From autonomous cars to conversations with robots, artificial intelligence has the potential to transform the lives of disabled people. AbilityNet’s senior accessibility and usability consultant Joe Chidzik explores some of the ways AI will make the internet more accessible for disabled people.
Microsoft offers a free service through the Microsoft Translator app where audio is translated into other languages, and into text (for captions). People who have English as a second language benefit, as do people who are deaf or who have hearing loss.
Read more about Microsoft Translator app helping people who are deaf.
Many users of British Sign Language – or other languages such as American Sign Language – learn BSL as their first language and find it difficult to read standard written captions. Prototypes already exist that use AI to deliver automatic sign language translation, which would be would be a huge benefit for people who are deaf or have hearing loss.
One of the most common issues with accessibility is the lack of alternative text for images, which means people who are blind or have sight loss could be missing important information. Alt-text is usually added by the person creating the content, but the image recognition power of AI is already providing a solution, with Facebook, Microsoft, Google and many others offering automatic descriptions and captions. It’s not foolproof but it does offer a useful step forward when nothing has been entered information manually.
The internet is full of an ever-growing amount of information.

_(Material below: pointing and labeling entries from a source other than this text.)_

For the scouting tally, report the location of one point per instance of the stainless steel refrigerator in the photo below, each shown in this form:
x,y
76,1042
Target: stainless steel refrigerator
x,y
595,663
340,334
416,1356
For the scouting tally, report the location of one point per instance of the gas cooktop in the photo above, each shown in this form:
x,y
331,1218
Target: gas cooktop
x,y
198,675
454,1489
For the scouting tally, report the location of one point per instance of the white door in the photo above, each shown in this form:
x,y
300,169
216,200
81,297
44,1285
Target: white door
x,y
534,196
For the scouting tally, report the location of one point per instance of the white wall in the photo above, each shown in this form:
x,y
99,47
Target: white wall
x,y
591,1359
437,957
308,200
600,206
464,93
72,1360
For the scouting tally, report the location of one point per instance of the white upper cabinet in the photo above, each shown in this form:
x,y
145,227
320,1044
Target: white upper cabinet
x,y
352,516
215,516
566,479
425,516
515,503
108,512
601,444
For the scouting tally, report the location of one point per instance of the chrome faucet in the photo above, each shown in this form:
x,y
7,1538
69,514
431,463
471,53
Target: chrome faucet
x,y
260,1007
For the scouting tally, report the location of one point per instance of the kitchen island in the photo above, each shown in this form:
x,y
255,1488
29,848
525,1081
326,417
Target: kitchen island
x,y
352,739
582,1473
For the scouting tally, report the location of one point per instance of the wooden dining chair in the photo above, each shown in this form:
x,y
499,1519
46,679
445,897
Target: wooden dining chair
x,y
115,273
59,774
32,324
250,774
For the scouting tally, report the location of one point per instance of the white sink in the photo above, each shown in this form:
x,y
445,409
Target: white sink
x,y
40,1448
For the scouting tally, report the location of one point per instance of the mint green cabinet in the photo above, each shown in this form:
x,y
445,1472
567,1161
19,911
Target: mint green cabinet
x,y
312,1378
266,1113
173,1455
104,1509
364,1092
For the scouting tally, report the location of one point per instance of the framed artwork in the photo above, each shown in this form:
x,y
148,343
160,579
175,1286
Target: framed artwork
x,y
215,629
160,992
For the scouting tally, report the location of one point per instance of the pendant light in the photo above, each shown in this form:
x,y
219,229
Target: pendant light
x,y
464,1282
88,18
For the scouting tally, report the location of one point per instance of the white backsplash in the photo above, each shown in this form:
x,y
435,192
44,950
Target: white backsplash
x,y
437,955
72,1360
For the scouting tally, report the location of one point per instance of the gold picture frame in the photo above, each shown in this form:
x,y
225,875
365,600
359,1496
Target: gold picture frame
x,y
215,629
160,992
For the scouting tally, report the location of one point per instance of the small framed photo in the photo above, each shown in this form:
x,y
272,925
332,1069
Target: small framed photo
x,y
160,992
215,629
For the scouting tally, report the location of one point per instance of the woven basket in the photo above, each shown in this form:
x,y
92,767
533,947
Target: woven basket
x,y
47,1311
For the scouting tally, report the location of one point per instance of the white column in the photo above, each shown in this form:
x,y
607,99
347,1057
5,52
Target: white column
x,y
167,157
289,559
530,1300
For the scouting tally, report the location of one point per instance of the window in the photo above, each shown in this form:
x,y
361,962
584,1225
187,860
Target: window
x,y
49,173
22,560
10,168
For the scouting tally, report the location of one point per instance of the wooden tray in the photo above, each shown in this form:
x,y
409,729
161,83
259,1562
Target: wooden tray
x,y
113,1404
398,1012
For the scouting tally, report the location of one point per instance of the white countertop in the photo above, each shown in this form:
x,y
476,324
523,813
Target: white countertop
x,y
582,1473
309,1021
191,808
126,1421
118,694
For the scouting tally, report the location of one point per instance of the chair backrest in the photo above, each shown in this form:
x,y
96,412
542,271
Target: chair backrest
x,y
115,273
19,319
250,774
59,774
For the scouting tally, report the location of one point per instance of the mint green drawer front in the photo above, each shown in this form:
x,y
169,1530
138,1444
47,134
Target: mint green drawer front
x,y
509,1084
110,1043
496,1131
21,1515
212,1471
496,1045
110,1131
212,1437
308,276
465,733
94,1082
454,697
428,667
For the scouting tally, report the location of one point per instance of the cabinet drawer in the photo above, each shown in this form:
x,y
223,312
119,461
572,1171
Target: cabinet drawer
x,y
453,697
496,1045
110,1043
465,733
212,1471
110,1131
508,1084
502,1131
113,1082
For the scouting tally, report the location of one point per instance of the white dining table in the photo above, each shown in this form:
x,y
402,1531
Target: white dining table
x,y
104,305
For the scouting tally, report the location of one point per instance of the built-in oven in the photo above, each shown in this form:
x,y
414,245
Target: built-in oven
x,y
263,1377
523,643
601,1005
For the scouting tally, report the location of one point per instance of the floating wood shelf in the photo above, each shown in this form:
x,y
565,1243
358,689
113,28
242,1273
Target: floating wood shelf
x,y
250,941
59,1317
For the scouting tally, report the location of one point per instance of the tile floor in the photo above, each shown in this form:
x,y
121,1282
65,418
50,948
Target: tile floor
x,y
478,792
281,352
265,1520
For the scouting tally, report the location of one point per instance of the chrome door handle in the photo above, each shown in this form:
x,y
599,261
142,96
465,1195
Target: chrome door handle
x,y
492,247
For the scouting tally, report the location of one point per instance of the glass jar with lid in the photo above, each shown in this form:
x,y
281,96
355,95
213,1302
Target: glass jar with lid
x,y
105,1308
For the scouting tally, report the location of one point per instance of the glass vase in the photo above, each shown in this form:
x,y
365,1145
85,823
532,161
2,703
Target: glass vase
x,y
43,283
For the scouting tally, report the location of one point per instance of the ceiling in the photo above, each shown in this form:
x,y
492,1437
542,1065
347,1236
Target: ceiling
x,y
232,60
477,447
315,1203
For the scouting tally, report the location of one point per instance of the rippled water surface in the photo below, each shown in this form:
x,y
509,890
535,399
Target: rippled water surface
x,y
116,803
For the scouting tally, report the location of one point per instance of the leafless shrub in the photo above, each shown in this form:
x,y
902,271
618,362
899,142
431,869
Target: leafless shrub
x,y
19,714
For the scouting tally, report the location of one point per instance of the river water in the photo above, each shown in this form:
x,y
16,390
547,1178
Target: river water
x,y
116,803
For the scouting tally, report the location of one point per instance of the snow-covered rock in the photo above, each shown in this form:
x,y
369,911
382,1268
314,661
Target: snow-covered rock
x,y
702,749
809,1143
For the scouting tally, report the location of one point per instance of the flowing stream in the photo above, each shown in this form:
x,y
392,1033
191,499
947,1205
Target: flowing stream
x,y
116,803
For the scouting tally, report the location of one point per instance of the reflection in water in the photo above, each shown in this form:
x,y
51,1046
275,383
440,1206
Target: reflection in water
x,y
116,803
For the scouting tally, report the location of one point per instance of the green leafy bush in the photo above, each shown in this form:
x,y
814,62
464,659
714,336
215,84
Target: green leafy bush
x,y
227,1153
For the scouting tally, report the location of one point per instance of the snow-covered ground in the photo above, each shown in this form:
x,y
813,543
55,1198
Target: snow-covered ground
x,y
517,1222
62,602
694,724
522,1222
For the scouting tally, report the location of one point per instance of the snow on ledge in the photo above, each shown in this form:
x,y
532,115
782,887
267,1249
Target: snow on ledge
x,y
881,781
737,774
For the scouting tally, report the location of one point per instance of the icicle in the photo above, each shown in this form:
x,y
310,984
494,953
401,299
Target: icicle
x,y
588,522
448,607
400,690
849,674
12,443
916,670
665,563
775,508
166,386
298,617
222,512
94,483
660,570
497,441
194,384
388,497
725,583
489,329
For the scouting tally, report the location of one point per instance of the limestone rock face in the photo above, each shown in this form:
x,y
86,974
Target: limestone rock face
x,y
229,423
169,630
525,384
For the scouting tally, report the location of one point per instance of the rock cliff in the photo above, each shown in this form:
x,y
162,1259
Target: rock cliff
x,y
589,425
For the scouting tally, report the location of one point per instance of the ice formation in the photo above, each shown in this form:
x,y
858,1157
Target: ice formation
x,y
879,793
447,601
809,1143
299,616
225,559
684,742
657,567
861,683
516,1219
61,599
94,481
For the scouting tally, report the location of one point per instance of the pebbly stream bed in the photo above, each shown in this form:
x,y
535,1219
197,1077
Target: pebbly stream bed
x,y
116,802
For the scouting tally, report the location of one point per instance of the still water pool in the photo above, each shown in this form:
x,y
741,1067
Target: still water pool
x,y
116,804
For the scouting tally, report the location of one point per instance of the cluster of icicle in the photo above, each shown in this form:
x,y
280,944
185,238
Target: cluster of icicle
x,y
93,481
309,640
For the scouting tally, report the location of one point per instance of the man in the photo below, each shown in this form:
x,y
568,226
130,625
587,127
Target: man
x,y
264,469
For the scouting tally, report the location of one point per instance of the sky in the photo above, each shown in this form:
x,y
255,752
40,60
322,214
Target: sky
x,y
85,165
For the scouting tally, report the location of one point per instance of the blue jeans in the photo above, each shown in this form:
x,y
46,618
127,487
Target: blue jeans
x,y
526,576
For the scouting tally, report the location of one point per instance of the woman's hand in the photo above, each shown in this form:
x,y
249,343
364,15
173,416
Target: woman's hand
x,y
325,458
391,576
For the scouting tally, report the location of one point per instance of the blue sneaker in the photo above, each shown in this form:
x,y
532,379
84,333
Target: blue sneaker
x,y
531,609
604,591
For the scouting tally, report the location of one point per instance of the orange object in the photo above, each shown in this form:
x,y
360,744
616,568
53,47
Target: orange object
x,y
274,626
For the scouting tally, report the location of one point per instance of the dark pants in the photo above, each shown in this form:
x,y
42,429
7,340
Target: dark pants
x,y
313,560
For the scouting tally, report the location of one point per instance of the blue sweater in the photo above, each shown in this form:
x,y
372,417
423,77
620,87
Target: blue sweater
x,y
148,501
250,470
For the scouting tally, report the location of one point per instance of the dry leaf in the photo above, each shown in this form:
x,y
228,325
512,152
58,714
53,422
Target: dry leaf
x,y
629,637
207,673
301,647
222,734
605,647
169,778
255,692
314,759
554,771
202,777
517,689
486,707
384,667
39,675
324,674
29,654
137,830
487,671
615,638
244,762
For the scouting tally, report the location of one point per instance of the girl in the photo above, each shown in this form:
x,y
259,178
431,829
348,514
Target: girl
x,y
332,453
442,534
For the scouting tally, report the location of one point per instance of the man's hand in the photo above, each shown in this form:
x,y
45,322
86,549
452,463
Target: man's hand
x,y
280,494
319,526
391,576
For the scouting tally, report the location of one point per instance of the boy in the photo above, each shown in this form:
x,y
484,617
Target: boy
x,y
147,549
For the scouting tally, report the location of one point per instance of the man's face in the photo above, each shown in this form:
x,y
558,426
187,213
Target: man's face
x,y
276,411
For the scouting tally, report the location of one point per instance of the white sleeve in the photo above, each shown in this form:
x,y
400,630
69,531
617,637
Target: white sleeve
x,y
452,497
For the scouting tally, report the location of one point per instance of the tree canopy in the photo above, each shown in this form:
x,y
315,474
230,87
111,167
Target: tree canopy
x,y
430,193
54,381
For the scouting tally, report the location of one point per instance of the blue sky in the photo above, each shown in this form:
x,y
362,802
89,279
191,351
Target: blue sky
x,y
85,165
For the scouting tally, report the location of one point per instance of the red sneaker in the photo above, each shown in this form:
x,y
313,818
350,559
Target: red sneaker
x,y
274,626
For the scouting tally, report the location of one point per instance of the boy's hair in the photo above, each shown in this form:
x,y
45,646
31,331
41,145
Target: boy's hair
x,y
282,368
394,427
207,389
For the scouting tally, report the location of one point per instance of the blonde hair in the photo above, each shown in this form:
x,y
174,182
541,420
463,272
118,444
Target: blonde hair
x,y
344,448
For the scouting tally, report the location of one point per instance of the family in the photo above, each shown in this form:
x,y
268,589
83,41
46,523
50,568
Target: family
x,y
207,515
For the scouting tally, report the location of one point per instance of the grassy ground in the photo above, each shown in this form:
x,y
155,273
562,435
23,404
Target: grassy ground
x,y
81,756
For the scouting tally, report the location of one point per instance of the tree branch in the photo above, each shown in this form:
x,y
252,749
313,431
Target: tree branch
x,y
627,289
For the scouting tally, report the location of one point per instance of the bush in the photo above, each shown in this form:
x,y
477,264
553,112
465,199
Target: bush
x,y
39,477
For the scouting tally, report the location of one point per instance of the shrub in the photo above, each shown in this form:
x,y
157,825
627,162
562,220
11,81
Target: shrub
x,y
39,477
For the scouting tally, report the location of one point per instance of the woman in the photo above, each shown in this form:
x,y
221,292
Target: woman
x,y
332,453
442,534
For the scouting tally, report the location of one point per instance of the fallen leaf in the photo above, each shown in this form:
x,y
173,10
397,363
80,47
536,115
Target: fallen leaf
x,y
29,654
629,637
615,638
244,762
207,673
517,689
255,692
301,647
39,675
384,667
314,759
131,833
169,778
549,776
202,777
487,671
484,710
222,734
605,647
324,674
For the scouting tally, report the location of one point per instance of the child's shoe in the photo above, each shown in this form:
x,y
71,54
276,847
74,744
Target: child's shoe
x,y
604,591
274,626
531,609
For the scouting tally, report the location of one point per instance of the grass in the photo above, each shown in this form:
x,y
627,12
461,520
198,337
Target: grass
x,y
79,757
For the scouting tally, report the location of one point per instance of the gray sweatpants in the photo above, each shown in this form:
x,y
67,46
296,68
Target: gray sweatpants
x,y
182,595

Distilling that information is a challenge that machine learning is working towards. Services are being developed to automatically summarise lengthy articles by creating short abstracts, or related headlines.
If done well – and it might take machines a while to learn to do it really well—this could be good for creating ‘easier-to-read’ content or snapshots of articles to help users with reading difficulties or those who feel easily overwhelmed by information.
Find out more about how AI could help us more quickly find the info we need, on Technology Review and here on Machine Learning Mastery.
Whether you use Amazon Alexa, Microsoft Cortana, Apple’s Siri or Google Home, voice-based services are built on the power of AI and are now available in millions of devices, from phones to cars to home assistants and many more. Although much of the web is text-based these new devices face a huge challenge in navigation websites that haven’t been designed for this new type of conversational interface.
One possibility is that machine learning will bring a new type of accessibility to websites – side-stepping or ‘fixing’ accessibility barriers so that they can deliver relevant answers and information on these new devices. There are still lots of hurdles to jump, but it could be that accessibility in the future will be solved by robots that can navigate inaccessible websites.